Marca. Según el Sistema de Madrid para el Registro Internacional de Marcas, la marca base registrada en un país otorga el derecho a su registro en el resto de los 80 Estados que forman parte del mismo. Para ello puede depositar, incluso telemáticamente, la solicitud de registro internacional para el país miembro del Sistema de Madrid que desee en la Oficina Española de Patentes y Marcas (OEPM), quien la cursa a la Oficina Mundial de la Propiedad Intelectual (OMPI).
Las marcas se pueden registrar como marca comunitaria también, de forma alternativa, en la Oficina de Armonización del Mercado Interior, sita en Alicante. Este registro se puede hacer también telemáticamente y en uno de los cinco idiomas siguientes: alemán, español, francés, inglés o italiano, y, de ser concedida, la marca se extiende automáticamente a los 27 Estados miembro de la UE.

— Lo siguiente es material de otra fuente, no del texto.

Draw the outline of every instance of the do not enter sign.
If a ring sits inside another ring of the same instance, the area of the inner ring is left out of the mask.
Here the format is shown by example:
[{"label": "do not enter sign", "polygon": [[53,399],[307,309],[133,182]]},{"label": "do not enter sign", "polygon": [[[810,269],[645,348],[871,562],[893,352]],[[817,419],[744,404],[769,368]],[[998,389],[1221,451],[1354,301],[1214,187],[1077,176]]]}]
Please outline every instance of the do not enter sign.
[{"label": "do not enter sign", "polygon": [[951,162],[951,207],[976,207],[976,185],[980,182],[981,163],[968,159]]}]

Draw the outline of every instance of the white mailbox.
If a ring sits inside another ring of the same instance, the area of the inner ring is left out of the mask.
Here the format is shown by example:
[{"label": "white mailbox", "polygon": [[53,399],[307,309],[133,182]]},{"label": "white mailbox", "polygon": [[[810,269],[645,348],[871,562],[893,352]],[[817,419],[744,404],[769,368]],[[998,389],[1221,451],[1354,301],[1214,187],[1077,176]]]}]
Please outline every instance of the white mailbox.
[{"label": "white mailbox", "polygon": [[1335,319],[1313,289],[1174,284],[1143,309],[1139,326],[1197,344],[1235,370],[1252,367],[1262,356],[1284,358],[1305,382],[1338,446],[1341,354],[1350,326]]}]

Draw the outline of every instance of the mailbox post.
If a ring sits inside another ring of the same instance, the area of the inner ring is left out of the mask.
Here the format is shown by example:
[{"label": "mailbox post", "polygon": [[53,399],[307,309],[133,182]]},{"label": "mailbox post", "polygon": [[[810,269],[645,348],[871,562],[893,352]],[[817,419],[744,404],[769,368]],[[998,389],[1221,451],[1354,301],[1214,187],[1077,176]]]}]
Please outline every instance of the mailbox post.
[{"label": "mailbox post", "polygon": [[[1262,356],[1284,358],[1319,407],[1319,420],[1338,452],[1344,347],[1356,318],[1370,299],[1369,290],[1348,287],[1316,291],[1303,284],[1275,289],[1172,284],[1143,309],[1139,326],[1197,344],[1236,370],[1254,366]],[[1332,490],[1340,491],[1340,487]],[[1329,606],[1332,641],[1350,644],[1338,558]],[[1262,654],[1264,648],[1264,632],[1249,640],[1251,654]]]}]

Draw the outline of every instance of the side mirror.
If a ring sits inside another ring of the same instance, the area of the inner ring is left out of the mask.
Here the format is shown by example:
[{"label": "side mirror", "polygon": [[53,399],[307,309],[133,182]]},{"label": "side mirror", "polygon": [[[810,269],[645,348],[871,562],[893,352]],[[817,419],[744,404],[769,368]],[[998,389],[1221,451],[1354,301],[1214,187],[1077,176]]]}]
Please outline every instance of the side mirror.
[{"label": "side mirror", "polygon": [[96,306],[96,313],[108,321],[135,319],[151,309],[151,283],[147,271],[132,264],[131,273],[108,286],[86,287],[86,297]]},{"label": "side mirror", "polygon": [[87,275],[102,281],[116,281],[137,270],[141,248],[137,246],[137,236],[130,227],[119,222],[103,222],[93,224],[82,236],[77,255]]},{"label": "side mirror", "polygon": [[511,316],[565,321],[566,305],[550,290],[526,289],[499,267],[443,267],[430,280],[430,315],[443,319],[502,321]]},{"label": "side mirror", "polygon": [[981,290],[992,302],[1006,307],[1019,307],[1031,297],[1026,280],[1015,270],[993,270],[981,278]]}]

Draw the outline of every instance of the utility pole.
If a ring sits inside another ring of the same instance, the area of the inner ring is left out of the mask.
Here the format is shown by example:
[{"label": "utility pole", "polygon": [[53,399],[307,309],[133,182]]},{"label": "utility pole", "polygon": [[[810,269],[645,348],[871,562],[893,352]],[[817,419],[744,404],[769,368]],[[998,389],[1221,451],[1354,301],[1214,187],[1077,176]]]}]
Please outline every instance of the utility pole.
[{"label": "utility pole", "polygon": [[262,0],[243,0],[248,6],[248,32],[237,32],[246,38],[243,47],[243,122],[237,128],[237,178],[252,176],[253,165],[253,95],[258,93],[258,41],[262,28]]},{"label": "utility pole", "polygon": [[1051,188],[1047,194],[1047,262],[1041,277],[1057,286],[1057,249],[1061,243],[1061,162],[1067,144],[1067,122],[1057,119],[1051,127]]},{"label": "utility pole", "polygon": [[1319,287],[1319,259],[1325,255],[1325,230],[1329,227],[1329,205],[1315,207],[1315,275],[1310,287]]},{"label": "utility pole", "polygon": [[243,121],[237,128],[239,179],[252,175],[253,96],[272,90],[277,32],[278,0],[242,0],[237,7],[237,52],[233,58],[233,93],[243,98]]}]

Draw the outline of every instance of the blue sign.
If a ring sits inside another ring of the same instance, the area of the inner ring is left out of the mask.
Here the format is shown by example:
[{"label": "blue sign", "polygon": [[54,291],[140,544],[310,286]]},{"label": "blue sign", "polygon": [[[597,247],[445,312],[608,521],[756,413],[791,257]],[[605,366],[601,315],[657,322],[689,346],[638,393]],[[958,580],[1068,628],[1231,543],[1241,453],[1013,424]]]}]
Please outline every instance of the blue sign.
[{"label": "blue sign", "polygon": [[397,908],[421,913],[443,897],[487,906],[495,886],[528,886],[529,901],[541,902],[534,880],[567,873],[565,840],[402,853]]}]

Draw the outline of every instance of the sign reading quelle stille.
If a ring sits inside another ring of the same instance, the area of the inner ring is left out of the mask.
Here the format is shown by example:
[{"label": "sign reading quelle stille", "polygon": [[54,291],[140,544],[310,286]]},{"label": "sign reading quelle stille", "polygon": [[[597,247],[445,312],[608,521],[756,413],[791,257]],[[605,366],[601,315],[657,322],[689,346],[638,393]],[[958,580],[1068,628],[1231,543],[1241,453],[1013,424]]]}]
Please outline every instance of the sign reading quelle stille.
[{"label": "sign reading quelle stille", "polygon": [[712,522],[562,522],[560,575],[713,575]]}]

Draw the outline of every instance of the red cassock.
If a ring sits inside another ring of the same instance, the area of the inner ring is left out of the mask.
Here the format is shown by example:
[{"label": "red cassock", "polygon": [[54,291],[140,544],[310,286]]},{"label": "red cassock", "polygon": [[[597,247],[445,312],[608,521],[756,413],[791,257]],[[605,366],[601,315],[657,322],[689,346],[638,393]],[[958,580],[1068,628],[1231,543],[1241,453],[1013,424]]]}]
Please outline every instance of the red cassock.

Patentes. Se pueden proteger por patente -o por modelo de utilidad, una versión menor de la patente- productos, procesos o metodologías que aporten novedad, altura inventiva y aplicación industrial. Se puede solicitar la patente española en la OEPM. Aunque de momento no existe una patente comunitaria, esta patente se puede extender, al amparo del Convenio de Múnich, a una marca europea reconocida en los 32 Estados firmantes del mismo. La solicitud se presenta en la Oficina Europea de Patentes, con sede en dicha ciudad alemana, en uno de estos tres idiomas: alemán, francés o inglés. Para que sea efectiva en un Estado firmante del convenio, dicha patente europea se debe validar en dicho país, lo que requiere una traducción de la propia patente al idioma local.
El Sistema Internacional de Patentes, amparado por el Tratado de Cooperación en materia de Patentes (PCT, en sus siglas en inglés), del que son partes contratantes en la actualidad 142 Estados, permite extender una patente ya existente o solicitar directamente la patente internacional a través de la propia oficina local, en el caso español la OEPM, indicando los países concretos de interés. La oficina receptora la cursa a la OMPI. Según el PCT, la patente concede un derecho exclusivo de uso por un período de 20 años. Para mantener la patente en vigor durante más tiempo se pueden ir introduciendo mejoras sobre ella mediante certificados de adición.
Propiedad intelectual. Por la mera creación de una obra o de un desarrollo informático se obtienen derechos reconocidos sobre lo creado y la inscripción en un registro de propiedad intelectual tiene carácter declarativo. Según el Convenio de Berna, la mera inscripción en un registro de propiedad intelectual nacional válido reconoce estos derechos en los 164 países que han suscrito el convenio. En este terreno, la protección contractual es muy importante y debe quedar claro en los contratos que afecten a obras creativas o desarrollos de software a quién pertenece la propiedad intelectual de los derechos de explotación (reproducción, transformación, comunicación pública y distribución) y en qué ámbitos geográfico y temporal.